Par conséquent, si chaque
éducateur est un animateur de vocations, chaque animateur de vocations
est éducateur, et éducateur de toute vocation, en respectant
le charisme spécifique. De fait, chaque appel est lié à
l'autre, il le suppose et le sollicite, tandis que tous, ensemble, renvoient
à la même source et au même objectif qui est l'histoire du
salut. Mais
chacun possède une modalité spécifique.
L'authentique éducateur des vocations
n'indique pas seulement les différences entre un appel et un autre, en
respectant les diverses tendances chez les individus appelés, mais il
laisse entrevoir et évoque ces « possibilités suprêmes »,
de radicalisme et de dévouement, qui sont ouvertes à la vocation
de chacun et contenues en elle.
Enseigner en
profondeur les valeurs de la vie, par exemple, signifie proposer (et apprendre
à proposer) un cheminement qui débouche naturellement sur
la volonté de suivre le Christ et qui peut conduire au choix d'une sequela
typique de l'apôtre, du prêtre ou du (de la) religieuxse, du moine
qui abandonne le monde, ou du laïc consacré dans le monde.
D'un autre
côté, proposer de suivre le Christ de façon précise
comme objectif de vie exige, par nature, une attention et une formation
préalables pour acquérir les valeurs élémentaires de
la vie, de la foi, de la gratitude-gratuité et de l'imitation du Christ
requises de tout chrétien.
Il en
résulte une stratégie vocationnelle théologiquement mieux
fondée et aussi plus efficace sur le plan pédagogique.

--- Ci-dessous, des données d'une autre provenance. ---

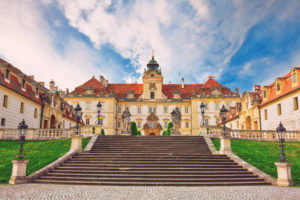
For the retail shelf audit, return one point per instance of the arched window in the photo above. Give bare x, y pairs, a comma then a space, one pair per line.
152, 95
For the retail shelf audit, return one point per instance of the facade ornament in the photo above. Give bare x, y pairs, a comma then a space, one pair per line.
126, 121
176, 118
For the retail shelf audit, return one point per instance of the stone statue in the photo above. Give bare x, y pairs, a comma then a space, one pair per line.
126, 121
176, 118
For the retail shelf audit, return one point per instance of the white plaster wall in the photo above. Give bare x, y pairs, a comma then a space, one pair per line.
289, 117
12, 112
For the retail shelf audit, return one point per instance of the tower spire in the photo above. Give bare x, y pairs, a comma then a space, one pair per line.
152, 54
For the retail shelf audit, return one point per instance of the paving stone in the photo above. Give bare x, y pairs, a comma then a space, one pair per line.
49, 191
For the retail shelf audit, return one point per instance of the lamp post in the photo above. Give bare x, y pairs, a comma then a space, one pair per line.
284, 174
78, 116
22, 132
281, 135
202, 108
99, 106
223, 115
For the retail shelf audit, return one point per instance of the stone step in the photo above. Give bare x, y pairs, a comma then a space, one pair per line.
56, 174
217, 183
116, 168
149, 179
157, 173
80, 164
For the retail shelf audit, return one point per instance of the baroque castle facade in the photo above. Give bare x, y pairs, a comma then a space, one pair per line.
151, 100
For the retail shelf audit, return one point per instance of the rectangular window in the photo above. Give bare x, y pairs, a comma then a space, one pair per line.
88, 106
206, 106
152, 95
35, 113
186, 124
22, 108
296, 105
186, 109
266, 114
294, 77
279, 109
217, 106
5, 101
228, 105
3, 122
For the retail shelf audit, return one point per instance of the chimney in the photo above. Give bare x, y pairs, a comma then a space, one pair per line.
256, 88
52, 84
101, 79
42, 83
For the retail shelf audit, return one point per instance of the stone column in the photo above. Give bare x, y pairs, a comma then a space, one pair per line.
225, 144
284, 174
76, 142
18, 174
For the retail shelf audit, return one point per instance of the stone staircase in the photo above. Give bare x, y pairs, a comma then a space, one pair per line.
146, 161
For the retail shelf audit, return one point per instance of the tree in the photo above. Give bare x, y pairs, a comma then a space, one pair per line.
102, 132
133, 128
170, 125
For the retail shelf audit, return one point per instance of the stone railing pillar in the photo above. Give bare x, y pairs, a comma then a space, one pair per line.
284, 174
225, 144
18, 172
76, 143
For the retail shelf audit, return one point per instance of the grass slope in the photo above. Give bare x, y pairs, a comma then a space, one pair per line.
263, 155
39, 154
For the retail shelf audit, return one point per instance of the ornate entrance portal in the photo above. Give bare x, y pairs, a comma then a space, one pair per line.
152, 127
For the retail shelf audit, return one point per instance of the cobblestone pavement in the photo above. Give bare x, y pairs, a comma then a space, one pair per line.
44, 191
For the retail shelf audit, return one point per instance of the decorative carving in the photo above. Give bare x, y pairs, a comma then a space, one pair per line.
126, 121
176, 118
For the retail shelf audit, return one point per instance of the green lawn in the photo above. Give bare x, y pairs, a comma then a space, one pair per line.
263, 155
39, 154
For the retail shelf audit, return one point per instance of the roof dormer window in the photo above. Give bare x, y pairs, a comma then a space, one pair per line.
23, 83
278, 86
294, 77
7, 74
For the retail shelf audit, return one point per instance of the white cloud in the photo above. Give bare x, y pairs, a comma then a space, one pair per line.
27, 42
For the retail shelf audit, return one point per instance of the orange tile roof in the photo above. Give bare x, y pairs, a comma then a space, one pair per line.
121, 89
285, 90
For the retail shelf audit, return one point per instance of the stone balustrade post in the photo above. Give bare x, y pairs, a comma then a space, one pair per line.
225, 144
76, 143
284, 177
18, 172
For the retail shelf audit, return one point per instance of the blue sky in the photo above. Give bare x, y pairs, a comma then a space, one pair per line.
241, 43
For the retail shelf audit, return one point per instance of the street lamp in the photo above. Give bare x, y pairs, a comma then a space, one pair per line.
202, 108
22, 132
78, 116
99, 106
281, 135
223, 116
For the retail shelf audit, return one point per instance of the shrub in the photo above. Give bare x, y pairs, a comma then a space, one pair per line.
133, 128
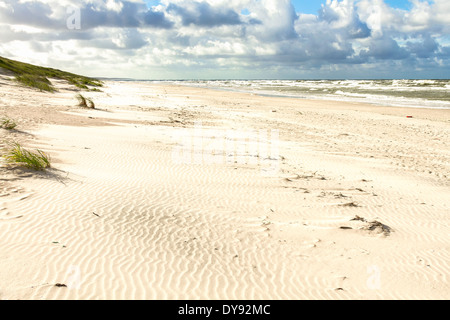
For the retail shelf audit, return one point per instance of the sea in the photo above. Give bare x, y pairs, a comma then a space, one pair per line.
433, 94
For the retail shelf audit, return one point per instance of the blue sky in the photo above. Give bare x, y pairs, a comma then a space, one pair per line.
222, 39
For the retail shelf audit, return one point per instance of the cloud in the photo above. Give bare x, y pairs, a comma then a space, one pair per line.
208, 36
204, 14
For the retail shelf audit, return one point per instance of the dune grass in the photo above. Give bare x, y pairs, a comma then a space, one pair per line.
8, 124
37, 77
16, 154
85, 102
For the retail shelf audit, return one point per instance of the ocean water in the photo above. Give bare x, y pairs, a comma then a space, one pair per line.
404, 93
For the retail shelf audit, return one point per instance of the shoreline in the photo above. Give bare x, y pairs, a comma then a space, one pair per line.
344, 98
356, 208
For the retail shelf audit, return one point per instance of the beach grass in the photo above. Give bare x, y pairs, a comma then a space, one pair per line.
8, 124
37, 77
85, 102
16, 154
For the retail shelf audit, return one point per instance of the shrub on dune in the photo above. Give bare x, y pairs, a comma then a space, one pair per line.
7, 124
16, 154
85, 102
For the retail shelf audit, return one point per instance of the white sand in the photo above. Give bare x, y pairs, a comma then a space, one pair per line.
128, 212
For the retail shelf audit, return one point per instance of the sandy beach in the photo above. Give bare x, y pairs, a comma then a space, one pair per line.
176, 192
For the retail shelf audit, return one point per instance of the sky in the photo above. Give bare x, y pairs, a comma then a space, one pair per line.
231, 39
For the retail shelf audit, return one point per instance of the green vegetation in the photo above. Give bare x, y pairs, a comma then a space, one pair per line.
16, 154
7, 124
85, 102
37, 77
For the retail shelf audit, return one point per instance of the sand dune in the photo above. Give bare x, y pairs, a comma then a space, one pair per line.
354, 206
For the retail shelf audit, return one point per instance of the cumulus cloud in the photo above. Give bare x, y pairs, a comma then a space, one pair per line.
222, 35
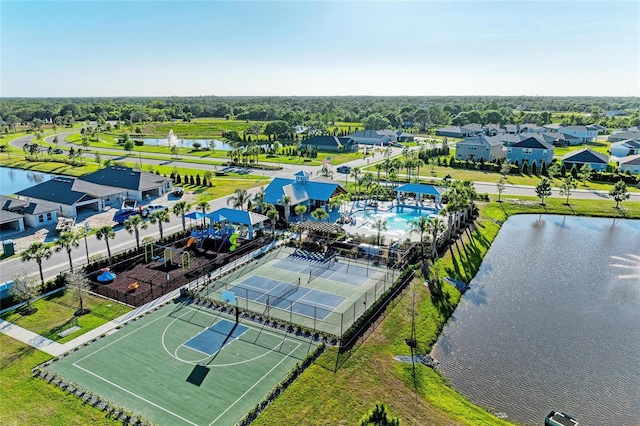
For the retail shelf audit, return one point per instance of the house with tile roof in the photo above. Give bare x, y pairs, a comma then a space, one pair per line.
630, 164
330, 143
530, 150
625, 148
302, 190
16, 214
597, 160
477, 148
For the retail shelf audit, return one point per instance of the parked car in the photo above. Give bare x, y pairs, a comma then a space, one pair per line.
152, 208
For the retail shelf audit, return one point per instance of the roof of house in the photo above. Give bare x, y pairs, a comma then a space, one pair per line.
57, 190
482, 140
586, 155
315, 189
125, 177
630, 160
533, 143
242, 217
419, 188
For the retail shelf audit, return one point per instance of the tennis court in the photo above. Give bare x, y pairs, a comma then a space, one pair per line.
186, 365
322, 291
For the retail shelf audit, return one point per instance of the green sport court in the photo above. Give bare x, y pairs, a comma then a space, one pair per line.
186, 365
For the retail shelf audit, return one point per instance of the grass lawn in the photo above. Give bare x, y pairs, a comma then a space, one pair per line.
56, 312
32, 401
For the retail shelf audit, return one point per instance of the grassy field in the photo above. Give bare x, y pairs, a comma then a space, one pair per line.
56, 312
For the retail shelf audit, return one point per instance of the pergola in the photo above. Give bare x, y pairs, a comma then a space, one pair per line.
420, 190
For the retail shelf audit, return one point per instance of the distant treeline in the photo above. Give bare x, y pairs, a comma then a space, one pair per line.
374, 112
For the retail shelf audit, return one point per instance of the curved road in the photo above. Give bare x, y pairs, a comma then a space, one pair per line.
59, 261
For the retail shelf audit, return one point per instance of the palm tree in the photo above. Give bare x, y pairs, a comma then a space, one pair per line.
37, 251
273, 215
435, 228
301, 210
380, 225
319, 214
238, 200
159, 217
420, 226
180, 209
106, 232
133, 226
68, 241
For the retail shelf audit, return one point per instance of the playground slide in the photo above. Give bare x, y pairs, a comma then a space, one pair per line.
232, 240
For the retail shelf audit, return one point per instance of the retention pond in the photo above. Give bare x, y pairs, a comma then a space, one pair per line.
552, 321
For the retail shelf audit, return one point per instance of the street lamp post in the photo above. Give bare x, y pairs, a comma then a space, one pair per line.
86, 246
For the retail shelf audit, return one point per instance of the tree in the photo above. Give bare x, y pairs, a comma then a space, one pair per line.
585, 173
68, 241
501, 186
78, 283
133, 226
37, 251
543, 189
180, 209
619, 192
419, 226
379, 417
107, 233
567, 187
380, 225
300, 211
239, 199
24, 289
319, 214
160, 217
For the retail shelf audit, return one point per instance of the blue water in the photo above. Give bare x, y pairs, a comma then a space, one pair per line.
551, 322
14, 180
397, 219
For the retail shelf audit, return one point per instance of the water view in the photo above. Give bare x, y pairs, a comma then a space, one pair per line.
14, 180
552, 322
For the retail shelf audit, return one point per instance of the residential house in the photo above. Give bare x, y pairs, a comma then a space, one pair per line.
582, 134
330, 143
630, 164
16, 214
623, 136
465, 131
597, 160
530, 150
625, 148
302, 190
480, 148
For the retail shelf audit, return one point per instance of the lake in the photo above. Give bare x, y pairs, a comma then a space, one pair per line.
14, 180
552, 322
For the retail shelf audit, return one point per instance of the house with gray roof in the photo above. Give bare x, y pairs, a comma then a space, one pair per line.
465, 131
530, 150
480, 148
630, 164
623, 136
597, 160
302, 190
16, 214
625, 148
330, 143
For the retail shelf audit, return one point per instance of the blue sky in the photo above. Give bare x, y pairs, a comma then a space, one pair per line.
226, 48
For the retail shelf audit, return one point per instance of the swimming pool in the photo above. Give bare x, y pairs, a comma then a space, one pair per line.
397, 219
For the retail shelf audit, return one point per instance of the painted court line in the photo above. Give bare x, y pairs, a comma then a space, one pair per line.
256, 384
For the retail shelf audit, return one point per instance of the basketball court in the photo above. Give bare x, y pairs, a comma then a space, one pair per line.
186, 365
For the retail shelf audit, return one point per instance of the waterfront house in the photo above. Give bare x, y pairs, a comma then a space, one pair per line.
530, 150
597, 160
480, 148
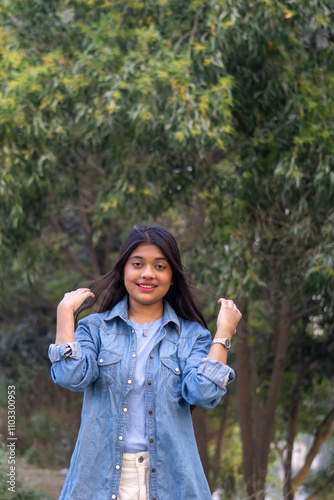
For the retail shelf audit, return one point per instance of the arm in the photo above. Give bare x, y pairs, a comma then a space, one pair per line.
65, 314
74, 355
227, 321
206, 373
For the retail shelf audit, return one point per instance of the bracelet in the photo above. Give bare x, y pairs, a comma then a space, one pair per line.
68, 351
225, 342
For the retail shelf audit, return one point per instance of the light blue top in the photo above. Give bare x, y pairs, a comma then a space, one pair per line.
102, 363
135, 437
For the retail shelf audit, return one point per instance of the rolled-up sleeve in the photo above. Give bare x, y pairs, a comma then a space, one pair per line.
58, 352
74, 365
217, 372
204, 379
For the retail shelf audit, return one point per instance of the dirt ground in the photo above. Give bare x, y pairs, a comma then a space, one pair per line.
46, 480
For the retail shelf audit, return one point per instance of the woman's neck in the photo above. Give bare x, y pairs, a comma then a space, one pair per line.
145, 313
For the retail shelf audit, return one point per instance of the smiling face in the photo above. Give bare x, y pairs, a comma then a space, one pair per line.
147, 276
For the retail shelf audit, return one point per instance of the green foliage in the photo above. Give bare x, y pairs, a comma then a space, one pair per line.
214, 119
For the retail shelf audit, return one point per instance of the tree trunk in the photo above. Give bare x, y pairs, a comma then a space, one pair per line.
199, 422
273, 393
245, 404
219, 440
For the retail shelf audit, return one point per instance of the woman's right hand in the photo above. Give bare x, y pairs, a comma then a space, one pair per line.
73, 300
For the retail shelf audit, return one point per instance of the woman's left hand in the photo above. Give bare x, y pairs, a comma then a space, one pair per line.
228, 317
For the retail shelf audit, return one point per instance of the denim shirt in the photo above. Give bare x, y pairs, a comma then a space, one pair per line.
178, 374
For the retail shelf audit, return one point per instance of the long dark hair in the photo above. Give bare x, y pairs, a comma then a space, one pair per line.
110, 289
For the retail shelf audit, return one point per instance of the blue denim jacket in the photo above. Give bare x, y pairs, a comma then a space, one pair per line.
178, 375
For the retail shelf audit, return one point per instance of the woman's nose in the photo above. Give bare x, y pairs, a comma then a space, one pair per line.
147, 272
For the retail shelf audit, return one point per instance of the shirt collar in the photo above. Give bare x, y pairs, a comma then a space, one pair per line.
121, 310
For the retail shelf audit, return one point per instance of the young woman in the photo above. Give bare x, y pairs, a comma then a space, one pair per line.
142, 361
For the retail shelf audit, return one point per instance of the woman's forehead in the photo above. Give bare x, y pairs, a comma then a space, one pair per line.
147, 251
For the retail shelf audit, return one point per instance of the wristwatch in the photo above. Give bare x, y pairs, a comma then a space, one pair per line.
225, 342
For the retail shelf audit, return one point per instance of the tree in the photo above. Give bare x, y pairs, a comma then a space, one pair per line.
213, 118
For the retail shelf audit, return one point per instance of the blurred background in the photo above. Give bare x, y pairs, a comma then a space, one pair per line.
214, 119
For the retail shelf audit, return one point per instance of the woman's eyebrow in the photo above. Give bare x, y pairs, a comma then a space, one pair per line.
142, 258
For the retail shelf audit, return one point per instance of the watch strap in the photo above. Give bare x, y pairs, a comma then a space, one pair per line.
225, 342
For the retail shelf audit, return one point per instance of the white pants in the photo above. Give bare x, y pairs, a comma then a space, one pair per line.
134, 482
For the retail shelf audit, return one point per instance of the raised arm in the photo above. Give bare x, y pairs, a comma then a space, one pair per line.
65, 314
227, 321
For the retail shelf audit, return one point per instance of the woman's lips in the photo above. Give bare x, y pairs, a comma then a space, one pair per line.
146, 287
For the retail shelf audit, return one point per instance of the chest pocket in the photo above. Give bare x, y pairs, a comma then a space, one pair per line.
108, 363
172, 369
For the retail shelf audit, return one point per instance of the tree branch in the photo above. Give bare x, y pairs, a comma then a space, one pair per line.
87, 230
71, 255
305, 312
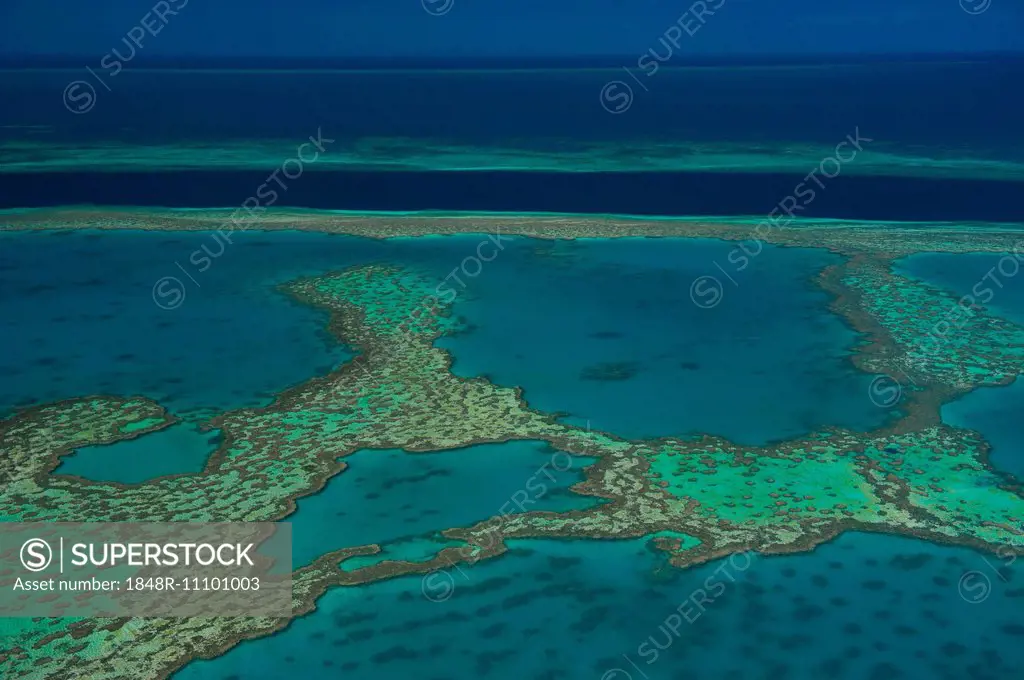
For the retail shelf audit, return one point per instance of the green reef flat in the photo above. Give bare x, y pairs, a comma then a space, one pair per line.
38, 153
698, 499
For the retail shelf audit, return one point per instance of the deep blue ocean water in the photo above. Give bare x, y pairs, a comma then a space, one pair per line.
905, 107
996, 282
862, 606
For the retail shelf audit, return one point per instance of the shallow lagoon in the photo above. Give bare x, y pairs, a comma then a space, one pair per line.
862, 606
769, 362
995, 412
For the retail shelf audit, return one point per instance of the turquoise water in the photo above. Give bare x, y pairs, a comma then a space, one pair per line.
994, 281
995, 412
179, 449
863, 606
392, 497
769, 362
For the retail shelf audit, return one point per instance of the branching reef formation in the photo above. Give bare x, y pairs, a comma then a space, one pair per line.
700, 498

Certains
craignent que l'élargissement de l'idée de vocation puisse nuire
à la promotion spécifique des vocations au sacerdoce et à
la vie consacrée; en réalité, c'est exactement le
contraire.
Le
caractère graduel de l'annonce de la vocation permet, en effet, de
passer de l'objectif au subjectif et du général au particulier,
sans anticiper ni brûler les étapes des propositions, mais en les
faisant converger entre elles et vers la proposition décisive
pour la personne, qu'il faudra indiquer au moment opportun et mesurer
attentivement, selon un rythme qui tienne compte du destinataire en question.
L'ordre
harmonieux et progressif rend beaucoup plus provocante et accessible la
proposition décisive faite à la personne. Concrètement,
plus on forme le jeune à passer naturellement de la gratitude pour le
don reçu de la vie à la gratuité du bien donné,
plus il sera possible de lui proposer de se donner totalement à Dieu
comme résultat naturel et, pour certains, inéluctable.